China Unicom, formally known as China United Network Communications Group Co, is the country’s second-largest telecom carrier by subscribers. It is pushing forward a mixed ownership reform, which aims to revitalize its business by attracting private backers.
Yu Pengwu, general manager of Ali Telecom, a department of Alibaba’s cloud computing unit, said the country’s three telecom carriers are playing a very active role in serving State-owned enterprises and governments.
“But millions of SMEs are under-served, whose demand for tailor-made communica- tion services represents almost a 500-billion-yuan ($74.5 billion) market. That is what Alibaba is interested in,” Yu said, adding it is not a competitor but complements telecom carriers’ services.
The company obtained a license to conduct trial operations of virtual network operator services in 2013. Virtual network operators are resellers of network services from telecom suppliers that do not own the telecom infrastructure. They often offer more diversified services at lower costs than telecom carriers, in the hope of complementing their businesses.
Yu said in an interview with financial news outlet Jiemain that the company’s virtual network operator business was profitable last year and its telecom services are also deeply intertwined with its sprawling ecosystem of e-commerce, cloud computing, internet finance and other businesses.
For instance, sellers on its popular online shopping platforms can now attract consumers by promising free mobile data traffic packages.
Fu Liang, an independent telecom expert, said cloud computing will be a major area of cooperation between Alibaba and China Unicom if the former invests money in the latter.

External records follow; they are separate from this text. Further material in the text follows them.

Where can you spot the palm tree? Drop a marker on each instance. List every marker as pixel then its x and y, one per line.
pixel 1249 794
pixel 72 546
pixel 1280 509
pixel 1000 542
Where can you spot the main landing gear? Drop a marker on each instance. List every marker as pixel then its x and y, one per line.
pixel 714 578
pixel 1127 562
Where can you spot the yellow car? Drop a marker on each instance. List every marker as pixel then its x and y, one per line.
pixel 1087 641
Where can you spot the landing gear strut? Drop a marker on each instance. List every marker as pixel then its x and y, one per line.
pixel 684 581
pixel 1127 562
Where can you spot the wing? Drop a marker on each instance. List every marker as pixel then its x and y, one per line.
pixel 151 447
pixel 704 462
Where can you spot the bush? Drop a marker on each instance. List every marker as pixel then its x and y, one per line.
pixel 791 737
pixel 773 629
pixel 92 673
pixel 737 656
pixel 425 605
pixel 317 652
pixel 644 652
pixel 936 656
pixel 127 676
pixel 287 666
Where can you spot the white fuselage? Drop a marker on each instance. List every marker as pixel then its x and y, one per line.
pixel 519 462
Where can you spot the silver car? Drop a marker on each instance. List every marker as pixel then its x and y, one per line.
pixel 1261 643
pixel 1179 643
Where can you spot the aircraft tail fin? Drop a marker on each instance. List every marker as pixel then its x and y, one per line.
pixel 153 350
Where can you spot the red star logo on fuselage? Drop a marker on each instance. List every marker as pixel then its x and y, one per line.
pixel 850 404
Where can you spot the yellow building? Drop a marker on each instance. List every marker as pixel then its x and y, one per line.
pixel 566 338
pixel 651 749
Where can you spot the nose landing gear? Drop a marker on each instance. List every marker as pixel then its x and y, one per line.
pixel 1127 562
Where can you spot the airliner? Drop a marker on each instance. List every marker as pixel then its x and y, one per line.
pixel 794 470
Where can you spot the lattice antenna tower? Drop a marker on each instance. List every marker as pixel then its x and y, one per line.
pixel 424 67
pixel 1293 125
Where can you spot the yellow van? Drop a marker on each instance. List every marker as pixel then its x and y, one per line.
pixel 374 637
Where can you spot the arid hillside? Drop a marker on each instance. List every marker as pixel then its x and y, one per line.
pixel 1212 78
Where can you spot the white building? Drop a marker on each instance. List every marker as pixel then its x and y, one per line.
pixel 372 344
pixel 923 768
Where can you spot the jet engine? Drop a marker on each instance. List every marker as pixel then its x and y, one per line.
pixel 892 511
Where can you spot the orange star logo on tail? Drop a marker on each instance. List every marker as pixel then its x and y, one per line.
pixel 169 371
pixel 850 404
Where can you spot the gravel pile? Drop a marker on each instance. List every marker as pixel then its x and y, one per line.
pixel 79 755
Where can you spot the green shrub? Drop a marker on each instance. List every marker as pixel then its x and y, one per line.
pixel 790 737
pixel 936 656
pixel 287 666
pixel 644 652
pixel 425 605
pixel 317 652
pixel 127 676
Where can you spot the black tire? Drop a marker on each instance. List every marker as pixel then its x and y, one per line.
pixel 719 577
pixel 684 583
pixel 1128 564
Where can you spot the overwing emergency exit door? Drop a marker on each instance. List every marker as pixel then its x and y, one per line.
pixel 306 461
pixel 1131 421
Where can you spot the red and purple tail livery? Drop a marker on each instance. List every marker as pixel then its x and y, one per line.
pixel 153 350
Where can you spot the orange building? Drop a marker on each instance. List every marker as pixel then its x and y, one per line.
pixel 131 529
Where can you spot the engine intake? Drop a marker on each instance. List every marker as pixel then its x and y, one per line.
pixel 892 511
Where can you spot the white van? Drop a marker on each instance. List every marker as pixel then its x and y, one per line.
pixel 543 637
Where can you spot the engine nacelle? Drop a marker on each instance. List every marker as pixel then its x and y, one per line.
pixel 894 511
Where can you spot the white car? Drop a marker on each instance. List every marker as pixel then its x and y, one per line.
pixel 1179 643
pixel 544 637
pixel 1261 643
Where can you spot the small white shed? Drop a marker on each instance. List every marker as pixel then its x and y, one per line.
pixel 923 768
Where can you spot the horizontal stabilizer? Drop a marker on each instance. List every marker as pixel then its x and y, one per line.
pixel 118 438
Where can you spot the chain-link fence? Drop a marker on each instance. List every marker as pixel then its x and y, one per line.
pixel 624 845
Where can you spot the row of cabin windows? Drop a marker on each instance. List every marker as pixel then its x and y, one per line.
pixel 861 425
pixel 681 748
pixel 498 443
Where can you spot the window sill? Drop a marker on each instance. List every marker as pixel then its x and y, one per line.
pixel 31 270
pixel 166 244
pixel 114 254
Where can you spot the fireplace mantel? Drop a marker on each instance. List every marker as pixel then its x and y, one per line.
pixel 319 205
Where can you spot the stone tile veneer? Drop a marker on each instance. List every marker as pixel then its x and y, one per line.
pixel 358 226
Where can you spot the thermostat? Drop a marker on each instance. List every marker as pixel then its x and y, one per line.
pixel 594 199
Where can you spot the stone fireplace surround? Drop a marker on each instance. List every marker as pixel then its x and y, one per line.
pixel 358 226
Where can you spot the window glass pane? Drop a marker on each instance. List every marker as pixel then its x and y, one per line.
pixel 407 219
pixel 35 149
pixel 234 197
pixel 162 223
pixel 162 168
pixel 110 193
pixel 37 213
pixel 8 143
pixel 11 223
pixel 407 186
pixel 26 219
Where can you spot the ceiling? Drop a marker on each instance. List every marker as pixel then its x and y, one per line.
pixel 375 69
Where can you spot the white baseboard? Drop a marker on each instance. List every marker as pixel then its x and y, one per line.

“Investing in China Unicom will give Alibaba privileged access to its core information infrastructure resources, such as servers and network, which can make its cloud computing service more flexible and responsive,” Fu said.
According to him, tech companies also bank on telecom carriers’ services to connect different internet centers, which will increase China Unicom’s appeal to Alibaba.
The logic seems to be proven by Alibaba’s reported investment in Chinese telecommunications gear maker ZTE Corp. Bloomberg reported last month that Alibaba is closing in on a deal to acquire ZTE’s software subsidiary.
The deal, which is expected to cost 2 billion yuan to 3 billion yuan for ZTEsoft Technology Co, can help strengthen Alibaba’s global internet computing business, as it can bene- fit from ZTEsoft’s global client portfolio and relationships with wireless carriers from Europe and Africa, analysts said.
Both Alibaba and ZTE declined to comment, but Fu said if the ZTE deal goes through, the chances of Alibaba investing in China Unicom will be even higher.
Xiang Ligang, a telecom expert and CEO of telecom industry website Cctime, said telecom services will also be a key area of cooperation between the two.
“Alibaba excels in attracting consumers with flexible marketing and retailing strategies. Its innovative prowess will help rejuvenate China Unicom’s businesses,” Xiang said.
Alibaba said it sold 240,000 SIM cards in a three-day telecom festival on Tmall, one of its two major online shopping platforms, which help pushed the total transactions of telecom services to 2 billion yuan, up almost 20 percent year-on-year.
Alibaba is already partnering with China Unicom in low-cost data traffic package services, which have attracted more than 3 million users, Wang Xiaochu, chairman of China Unicom, said at a news conference in May.